On voit bien, à partir de là, quels sont les problèmes. Pour l'auteur, « la substitution de la phénoménologie matérielle à la phénoménologie classique revêt une portée générale : elle signifie la mise hors jeu de l'idéalisme qui domine la tradition philosophique en Occident » (p. 7). En va-t-il bien ainsi ? En un sens oui, puisque toute transcendance est ici éliminée, l'immanence en tant qu'expérience originaire renvoyant à la Vie avec un grand V, qui elle-même renvoie à Dieu. C'est ce qu'explique Michel Henry, en particulier dans ses deux derniers ouvrages respectivement intitulés : C'est moi la vérité. Pour une philosophie du christianisme (1996), et Incarnation. Une philosophie de la chair (2001). Gabrielle Dufour-Kowalska, son interprète, écrit, certes, que « la transcendance divine est maintenue intacte au sein de l'immanence radicale » (p. 162). Mais ce n'est pas tout à fait exact car, si « nul n'a vu Dieu ni ne le verra jamais » (ibid.), nous n'en avons pas moins de lui une expérience immédiate et directe, puisque, selon Michel Henry, Dieu s'identifie à la Vie : or la Vie est la matière même de la conscience. La perspective est donc bien celle de l'immanentisme, perspective évoquant d'une certaine manière Spinoza, mais aussi Schopenhauer (sauf que Schopenhauer ne parlerait évidemment pas de « magnificence de la vie »).

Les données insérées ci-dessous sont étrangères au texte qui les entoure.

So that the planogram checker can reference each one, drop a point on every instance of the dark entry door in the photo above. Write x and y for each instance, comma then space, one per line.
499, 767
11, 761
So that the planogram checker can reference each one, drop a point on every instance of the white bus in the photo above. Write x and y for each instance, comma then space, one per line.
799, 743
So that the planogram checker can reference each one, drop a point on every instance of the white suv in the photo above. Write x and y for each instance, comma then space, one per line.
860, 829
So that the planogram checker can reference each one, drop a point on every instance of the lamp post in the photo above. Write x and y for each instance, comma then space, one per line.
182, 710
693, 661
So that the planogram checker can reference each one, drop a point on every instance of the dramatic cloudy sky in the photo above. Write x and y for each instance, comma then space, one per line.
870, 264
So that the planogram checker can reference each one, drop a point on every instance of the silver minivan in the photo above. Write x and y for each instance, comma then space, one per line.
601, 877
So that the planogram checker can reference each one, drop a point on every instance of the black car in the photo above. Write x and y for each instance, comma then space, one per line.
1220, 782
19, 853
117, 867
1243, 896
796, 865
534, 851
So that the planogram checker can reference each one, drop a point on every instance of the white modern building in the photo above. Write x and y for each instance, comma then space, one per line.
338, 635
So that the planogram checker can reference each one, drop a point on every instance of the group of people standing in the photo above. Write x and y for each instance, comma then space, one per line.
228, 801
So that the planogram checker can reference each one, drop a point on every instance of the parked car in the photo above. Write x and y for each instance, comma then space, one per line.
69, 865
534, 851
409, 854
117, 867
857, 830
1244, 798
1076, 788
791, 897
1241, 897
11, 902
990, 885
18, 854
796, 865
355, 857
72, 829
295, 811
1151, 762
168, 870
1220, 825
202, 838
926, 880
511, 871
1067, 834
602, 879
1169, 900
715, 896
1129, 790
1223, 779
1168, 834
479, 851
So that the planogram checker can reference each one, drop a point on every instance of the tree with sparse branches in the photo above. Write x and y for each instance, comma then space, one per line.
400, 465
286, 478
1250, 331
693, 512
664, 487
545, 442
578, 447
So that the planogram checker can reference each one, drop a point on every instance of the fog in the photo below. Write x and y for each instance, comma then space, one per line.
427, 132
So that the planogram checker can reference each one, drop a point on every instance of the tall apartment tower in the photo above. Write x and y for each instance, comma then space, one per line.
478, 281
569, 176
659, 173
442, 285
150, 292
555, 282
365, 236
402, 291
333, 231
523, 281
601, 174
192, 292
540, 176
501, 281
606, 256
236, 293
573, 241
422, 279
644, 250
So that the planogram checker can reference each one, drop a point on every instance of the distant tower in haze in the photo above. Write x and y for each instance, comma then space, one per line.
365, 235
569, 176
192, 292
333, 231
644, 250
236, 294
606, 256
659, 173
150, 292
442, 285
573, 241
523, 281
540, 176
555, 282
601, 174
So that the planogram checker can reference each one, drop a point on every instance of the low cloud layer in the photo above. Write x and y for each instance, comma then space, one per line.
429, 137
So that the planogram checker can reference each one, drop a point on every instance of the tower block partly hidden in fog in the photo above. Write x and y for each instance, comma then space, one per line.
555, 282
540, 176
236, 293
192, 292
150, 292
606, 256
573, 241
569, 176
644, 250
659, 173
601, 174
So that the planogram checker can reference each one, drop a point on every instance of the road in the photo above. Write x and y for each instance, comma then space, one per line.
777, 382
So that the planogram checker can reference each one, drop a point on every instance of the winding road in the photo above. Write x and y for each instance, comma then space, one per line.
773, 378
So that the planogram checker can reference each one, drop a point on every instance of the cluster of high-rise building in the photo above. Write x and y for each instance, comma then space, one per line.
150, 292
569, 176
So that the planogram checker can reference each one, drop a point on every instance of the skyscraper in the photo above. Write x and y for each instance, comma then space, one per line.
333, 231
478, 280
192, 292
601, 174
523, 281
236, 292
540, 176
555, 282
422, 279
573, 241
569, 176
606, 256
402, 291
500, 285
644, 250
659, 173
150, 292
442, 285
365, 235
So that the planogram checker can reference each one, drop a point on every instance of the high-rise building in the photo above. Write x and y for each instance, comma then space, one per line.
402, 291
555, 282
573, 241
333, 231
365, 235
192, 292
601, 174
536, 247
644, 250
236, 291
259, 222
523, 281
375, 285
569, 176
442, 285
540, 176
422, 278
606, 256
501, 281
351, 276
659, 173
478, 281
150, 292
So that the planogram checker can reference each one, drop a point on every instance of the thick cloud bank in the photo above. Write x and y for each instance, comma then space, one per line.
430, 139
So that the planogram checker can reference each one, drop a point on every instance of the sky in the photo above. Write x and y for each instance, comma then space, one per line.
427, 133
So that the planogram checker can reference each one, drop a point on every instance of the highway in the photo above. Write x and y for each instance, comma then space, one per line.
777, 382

Mais une autre remarque s'impose en parallèle. L'auteur parle de « mise hors jeu de l'idéalisme » mais on pourrait se demander si l'idéalisme ne se réintroduit pas ici subrepticement au travers même de l'effort visant à le mettre hors jeu, par exemple dans l'opposition constamment réaffirmée tout au long de l'ouvrage entre intériorité et extériorité, l'extériorité étant dévalorisée au profit de l'intériorité considérée comme lieu d’une « connaissance supérieure » (p. 21) nous reliant au Verbe fait chair. A plusieurs reprises, en effet, l'auteur explique que la réalité extérieure ou bien n’existe pas (pp. 171, 181,188,190, etc.) ou bien serait indigne d'intéresser le philosophe, étant en soi dépourvue de signification (p. 163), ou bien encore serait amorale par principe (p. 180). Dans un chapitre intitulé « l'éthique chrétienne », elle dénonce par ailleurs comme un « préjugé » l'idée selon laquelle « ce qui est intérieur [ … ] ne saurait se réaliser que sous une forme visible et objective, c'est-à-dire dans le milieu de l'extériorité, seul garant de son effectivité » (p. 178). Préjugé qu'il faudrait même considérer comme ayant partie liée avec l'hypocrisie, au sens où l'hypocrisie se rattacherait elle aussi à la morale de « l'extériorité » : c'en serait un cas particulier (p. 179). Or, précise-t-elle, « l'intuition fondamentale » des Evangélistes c'est « l'intériorité pure, sans compromis avec quelque extériorité que ce soit, l'intériorité radicale comme possibilité exclusive de toute éthique en général, comme unique source d'efficience et seule garantie d’authenticité » (p. 180).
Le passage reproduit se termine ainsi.